You’ve heard sayings like “The best offense is a good defense”, right? Here’s a new one to add to the list: “The best daily plans come from weekly planning.”
To achieve any significant goal, you need to look beyond the day-to-day cycle of actions and reactions and make a larger plan. These five steps will help you get more out of your weekly planning sessions, and then extend the benefits to your daily life:
- Review What Matters Most
Your life should include the things you value. Time with family and friends, developing your hobbies and interests, and building your career to support it all—these actions succeed when they draw on your deepest motivations. Tasks imposed from outside this core set of values are the tasks you’re most likely to delay or ignore. As you begin your weekly planning session, take a moment to review what matters most to you.
- Evaluate Last Week
Evaluate the balance between each area of your life, how you’re spending time on work, relationships, and personal development. Did you take on too much this week? How could last week have been more successful? Do you need to delegate more tasks? These questions and others like them let you shape your task lists for the coming week.

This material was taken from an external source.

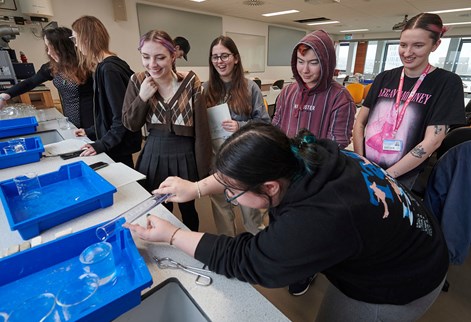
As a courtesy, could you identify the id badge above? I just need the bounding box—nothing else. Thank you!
[383,140,402,152]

- Check the Master Task List
Take a look at any goals you’re tracking on your Master Task List, and review the results from last week. Your Master Task List should have all your recurring tasks for the week listed, such as your carpool schedule or routine weekly work meetings. With all these written down, you won’t double-book yourself when drafting your daily plans.
- Complete Your Weekly Compass Card
Completing a Weekly Compass Card is a great way to focus on what matters most.
Each card has a space for you to list all the roles in your life, from friend to parent, from co-worker to volunteer. Beneath each role, there is space to list out the goals and tasks you need to accomplish this week in that role. As the name implies, completing the Weekly Compass Card helps keep outside demands and personal distractions from pulling you off course as you work toward your goals.
- Schedule the “Big Rocks”
It’s a classic object lesson: you can’t fit big rocks into a jar full of sand, but put the big rocks in first, and you can fill up the space around them. Keep this principle in mind as you commit tasks to your planner pages. At this point, you have your Master Task List and Weekly Compass Tasks ready to schedule. Once those are in, you can plan your other important and fulfilling activities to round out your week.
As you develop strong weekly planning sessions, your life will have a new sense of perspective. A good weekly plan helps you see past the daily grind to where life’s milestones await. And that perspective makes all the difference.